The assistant editor of Elle Decoration shares her Superbalist Apartment selects
By Afrika Lethabo Bogatsu
With magazines playing a huge part of 27-year-old Ntombenhle Shezi’s life and imagination as a teenager, she collected every title she could get her hands on. “I used to save up money to buy the latest True Love, Elle, Cosmopolitan, TeenZone, Drum magazines and on weekends I would walk with my younger sister to the Rosa Parks Library in Jabavu, Soweto, which was then sponsored by the US Embassy, and had all the latest magazines like Vanity Fair, National Geographic, Harper’s Bazaar, Fortune Magazine and Seventeen. Reading the latest issues of all these international magazines felt like such a treat.” She’d write letters to the editors of her favourite publication, revelling in the excitement of seeing some of them get published and even going on to win a prize or two for one of them.
Despite this burning love for magazines, Ntombenhle doesn’t remember consciously thinking of a career in print media. Instead, after matric she went on to major in African Literature and History at Wits University and started her postgraduate degree after, which she had to suspend due to funding.

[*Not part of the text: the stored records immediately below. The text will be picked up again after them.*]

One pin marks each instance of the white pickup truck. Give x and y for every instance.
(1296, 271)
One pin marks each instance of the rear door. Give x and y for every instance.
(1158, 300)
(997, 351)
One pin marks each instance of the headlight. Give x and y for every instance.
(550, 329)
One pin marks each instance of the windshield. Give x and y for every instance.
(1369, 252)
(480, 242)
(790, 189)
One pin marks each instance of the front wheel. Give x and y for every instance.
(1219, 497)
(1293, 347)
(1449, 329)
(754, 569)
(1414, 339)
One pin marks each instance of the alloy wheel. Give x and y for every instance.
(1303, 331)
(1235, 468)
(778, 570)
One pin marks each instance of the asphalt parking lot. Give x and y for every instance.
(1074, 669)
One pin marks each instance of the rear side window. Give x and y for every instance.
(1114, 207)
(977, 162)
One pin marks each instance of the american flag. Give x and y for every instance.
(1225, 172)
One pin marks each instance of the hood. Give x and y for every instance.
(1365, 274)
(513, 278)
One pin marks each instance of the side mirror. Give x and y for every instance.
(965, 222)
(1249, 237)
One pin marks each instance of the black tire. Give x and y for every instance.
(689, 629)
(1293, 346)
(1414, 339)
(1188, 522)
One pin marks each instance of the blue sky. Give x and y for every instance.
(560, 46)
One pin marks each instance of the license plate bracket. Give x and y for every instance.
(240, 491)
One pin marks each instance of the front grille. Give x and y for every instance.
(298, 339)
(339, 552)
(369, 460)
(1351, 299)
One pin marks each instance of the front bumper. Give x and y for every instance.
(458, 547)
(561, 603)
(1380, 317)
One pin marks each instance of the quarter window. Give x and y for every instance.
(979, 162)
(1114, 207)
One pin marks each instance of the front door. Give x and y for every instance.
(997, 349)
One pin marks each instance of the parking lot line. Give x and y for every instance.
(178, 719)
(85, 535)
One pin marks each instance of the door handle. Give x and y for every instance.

After that, she found herself interning for Live Magazine which led her to work for the British Councils art programme – Connect ZA. Her time at both organisations introduced her to a number of different people who helped her get into freelancing for publications like Mail & Guardian, Marie Claire South Africa and Vanguard Magazine.
“In 2014 an opportunity opened up at Elle South Africa where I joined the magazine on as the features and fashion assistant. I knew nothing about fashion but it was an amazing opportunity that helped me grow and learn. I then left Elle for Times Media where I worked on lifestyle, fashion and beauty features on several of their publications namely, The Sunday Times, Smag, The Edit and Wanted.”
Fast forward to just a few months ago, Ntombenhle is now the Assistant Editor for Elle Decoration, which has recently changed hands and is now under Ndalo Media.
“Often, I think of that teenage girl in Soweto obsessed with magazines, and cannot help but think that I was always meant to be here. And right now millennials are steering the conversations around many issues and I am incredibly lucky to be playing my part.”
When it comes to her personal style, Ntombenhle says she’s moving away from being a "too many clothes, but nothing to wear’ type of girl and finding new ways to wear the things she loves and feels most comfortable in. “As an “aspiring” minimalist I love items that offer versatility, interesting textures, like leather and quirky embellishments and pieces I can switch up quickly for different occasions.”
While she says her home is not quite ready to be featured in Elle Decoration, yet, as it’s a work in progress, she’s working towards making her little city apartment into a space that becomes a true reflection of her personal style. “I do love it’s aesthetic of cemented floors and high ceilings, it has its own charm, and because it’s small I want to focus on pieces that help me maximize every inch of the space. It also has the most amazing natural light, which brings some much-needed warmth into the space.”
We asked Ntombenhle to select some of her favourite apartment items and tell us why these items speak to her.
“I think I am very partial to neutrals and mixed textures, like leather, woven basket, cement for character... While I love the character that colour brings, I prefer that to come through in abstract art, photographic prints and through the spines of books stacked on top of each other. I have a slight affinity for monochromes, which I feel gives any space a good balance. These pieces make a statement individually. I like that because I don't do clutter, and I need strong pieces to anchor a space.”
What's in this month's issue of ELLE Decoration that you're particularly proud of?
This issue is really beautiful. It is the heritage issue and we have We Are Ants art director on the cover, Guiyani Monteiro, in her home. We don’t often feature people on the cover, but Monteiro is relatable to our readers. Her space is beautifully curated, with pieces that are a true reflection of her and her family’s aesthetic."
When asked what what we can expect from Elle Decoration now with the new change she says “We are looking to create content that resonates with our readers, while continuing to tell the magnificent stories of designers, makers and creatives from across the continent and the world. We look forward to bringing a millennial readership into conversation with us as we produce the best in home décor, travel, art and culture, and for our readers to continue to invite us into their homes and spaces.”